Felipe Rassi examina o desconto alto em operações com NPL como um dado que desperta atenção imediata, mas que não pode ser confundido com vantagem automática. No mercado de crédito estressado, recuperação de ativos e crédito não performado, preços agressivos costumam refletir riscos que precisam ser lidos com mais profundidade. Quando a avaliação se concentra apenas no abatimento sobre o valor de face, o investidor pode enxergar oportunidade onde, na prática, existe uma operação com baixa recuperabilidade, custo elevado de cobrança e retorno mais incerto do que aparenta. Entender essa diferença ajuda a qualificar melhor a decisão de compra.

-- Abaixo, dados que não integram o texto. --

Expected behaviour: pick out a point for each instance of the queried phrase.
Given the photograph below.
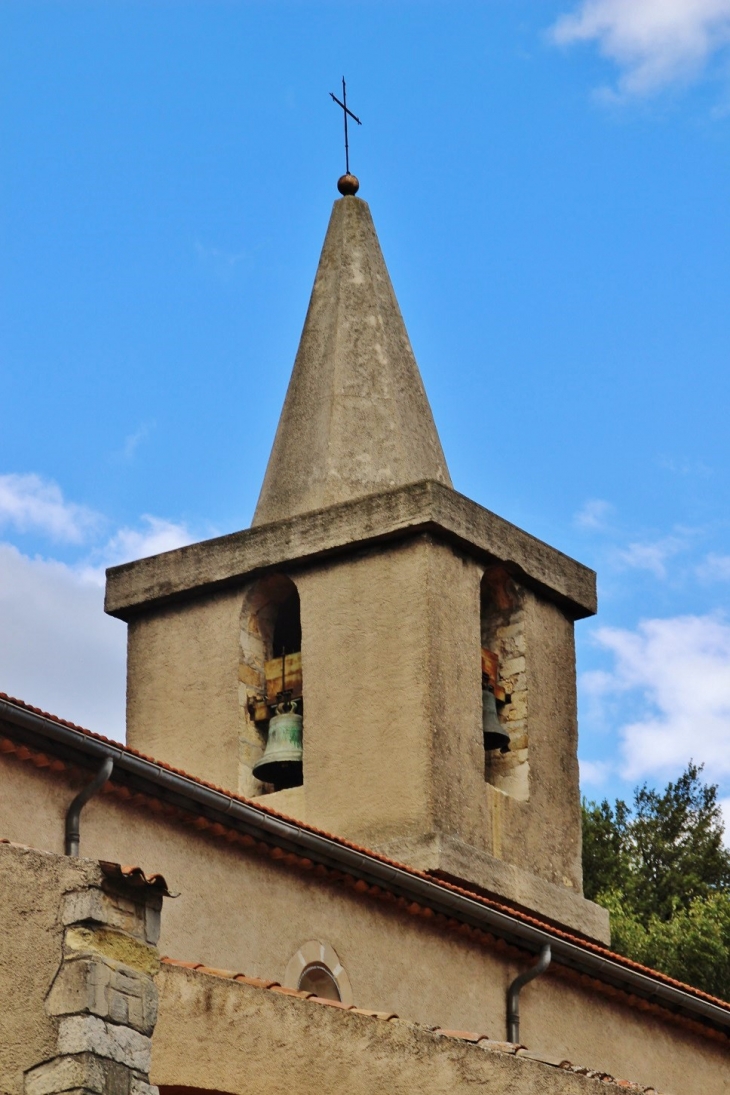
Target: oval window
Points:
(320, 980)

Preço baixo não compensa, sozinho, um ativo fraco
Em muitas negociações, o desconto funciona como porta de entrada para o interesse do comprador. Afinal, uma carteira ou um crédito individual ofertado por valor muito inferior ao nominal cria a sensação de margem ampla para retorno. Ainda assim, essa percepção pode ser enganosa quando o abatimento apenas reproduz fragilidades já conhecidas do ativo. Um crédito com documentação incompleta, garantias frágeis ou cenário contencioso hostil pode continuar problemático mesmo quando adquirido por preço bastante reduzido.
Nessa perspectiva, Felipe Rassi ressalta que o valor de face não deve ser tratado como parâmetro isolado de atratividade. O ponto central está em compreender quanto daquele crédito tem chance concreta de ser recuperado e em quanto tempo isso pode ocorrer. Sem essa leitura, o desconto deixa de ser fator de vantagem e passa a funcionar apenas como reflexo do risco já embutido na operação.
A recuperabilidade precisa pesar mais do que o abatimento
Ao avaliar NPLs, o investidor precisa observar se a cobrança tende a produzir resultado econômico efetivo. Esse raciocínio exige análise sobre documentação, garantias, patrimônio do devedor, histórico de litígio e possibilidade real de execução. Um desconto expressivo pode parecer sedutor, mas perde relevância quando a chance de transformar o ativo em caixa é pequena ou excessivamente demorada.
Sob esse olhar, Felipe Rassi descreve que créditos mais descontados nem sempre são os mais interessantes. Em muitos casos, o abatimento elevado serve justamente para compensar obstáculos relevantes, como passivos concorrentes, baixa liquidez de bens vinculados à dívida ou dificuldade de demonstrar a exigibilidade do crédito. Quando esses elementos são ignorados, a compra pode ser guiada por uma lógica comercial imediata, e não por uma análise técnica da recuperabilidade.
O custo do enforcement também redefine a conta
Outro aspecto decisivo está no custo necessário para cobrar o crédito. Despesas processuais, diligências, honorários, medidas patrimoniais e tempo de acompanhamento fazem parte da equação econômica do ativo. Em operações de crédito estressado, o retorno não depende apenas do valor pago na entrada, mas do quanto será necessário investir para tentar obter recuperação futura.

Por sua vez, Felipe Rassi aponta que o desconto alto perde força quando o enforcement se mostra complexo demais. Há ativos que exigem produção probatória extensa, enfrentamento de múltiplas defesas, disputas sobre garantias ou busca patrimonial prolongada. Nessas situações, o valor aparentemente vantajoso da compra pode ser corroído por custos acumulados e por um horizonte de retorno incompatível com a estratégia do investidor.
Uma boa oportunidade nasce da relação entre risco e retorno
No mercado de NPL, uma oportunidade consistente costuma surgir quando preço, qualidade jurídica e potencial de recuperação formam um conjunto equilibrado. Isso significa que o desconto precisa ser lido em conjunto com a força documental do crédito, a utilidade das garantias e o ambiente concreto de cobrança. Quanto mais sólida for essa combinação, maior a chance de o ativo justificar economicamente a aquisição.
Ao considerar esse cenário, Felipe Rassi sinaliza que nem todo desconto alto representa boa oportunidade, porque o preço reduzido, por si só, não corrige vícios do ativo nem simplifica a recuperação. Em operações desse tipo, a decisão mais segura depende menos do impacto inicial do abatimento e mais da capacidade de medir risco com precisão. Quando essa leitura é feita com critério, o investidor consegue distinguir ativos apenas baratos de créditos que, além do desconto, oferecem perspectiva real de retorno.